Serialization

Serialization is the process of taking objects and converting their state information into a form that can be stored or transported.

The process of serialization involves turning pointers into object references or IDs, and converting binary data into a representation as a stream of bytes. How the receiving object interprets this stream of data is entirely up to an agreed-upon protocol. It may be that the receiving object just stores the stream "as is", or it may be that the object is converted into entries in a database.

Other uses of serialization include the marshalling process used by inter-process communication mechanisms (such as CORBA or DCE) and formatting data for communication over low-level network technologies such as TCP/IP sockets.

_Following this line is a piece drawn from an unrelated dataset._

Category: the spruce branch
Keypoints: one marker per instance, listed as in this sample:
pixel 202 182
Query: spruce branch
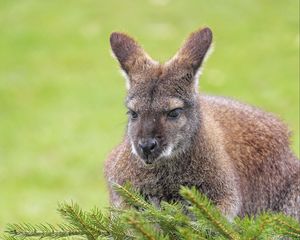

In the case of persisting to a RDB, the receiving object is your persistence mechanism: an object which converts the stream of data into relational table entries. When the application retrieves objects, the persistence mechanism reads from the database and provides an object back to the application as a stream of bytes. The application then "reconstitutes" the object from the stream. With proper encapsulation, the application always produces and receives a stream, and thus is indifferent to the structure of the database.

Application classes should have no knowledge of the external representation format. As the interpretation of the stream changes, the application classes should be unaffected.

One way to enforce this separation of concerns is presented in the Serializer design pattern in PLOP 3 (Pattern Languages of Program Design 3, edited by Martin et al., ISBN 0-201-31011-2, Addison-Wesley). This pattern allows your application to read from and write to a variety of storage mechanisms using a uniform mechanism. The pattern makes use of a reader and a writer. The writer writes the object out to a serial stream and the reader uses the serial stream to recreate the object(s). A different reader/writer pair can be used for each persistent store that needs to be supported, but nothing else in your application need change.

To support this capability, an abstract base class called Serializable is defined. Any class that needs to be serialized must inherit from Serializable. This interface defines two methods: a readFrom method that takes a reader as a parameter, and a writeTo method that takes a writer as a parameter.

The reader and writer are implemented as classes which typically overload the operators << and >>. These will be overloaded to take each of the primitive data types (e.g. int, long, short and so forth). Here is an excerpt from a typical version of such a class:

class Writer
    {
    public:
        virtual Writer& operator<<(int&);
        virtual Writer& operator<<(long&);
        virtual Writer& operator<<(short&);
        virtual Writer& operator<<(char*);

        //...
    };

class Reader
    {
    public:
        virtual Reader& operator>>(int&);
        virtual Reader& operator>>(long&);
        virtual Reader& operator>>(short&);
        virtual Reader& operator>>(char*&);

        //...
    };

class Serializable
    {
    public:
        Serializable readFrom(Reader&) = 0;
        virtual void writeTo(Writer&) = 0;
    };

This pattern shows you how to read and write all the built in primitive types such as int and long, but begs the question of how you read and write complex user-defined types. The answer is that each object delegates responsibility to read and write any non-primitive data members to the member itself! That is, user-defined types write out their primitive members and tell their user defined members to write themselves. Each one in turn recursively delegates this responsibility. Ultimately, every user-defined type is composed of primitive types, so that every object can be written and read.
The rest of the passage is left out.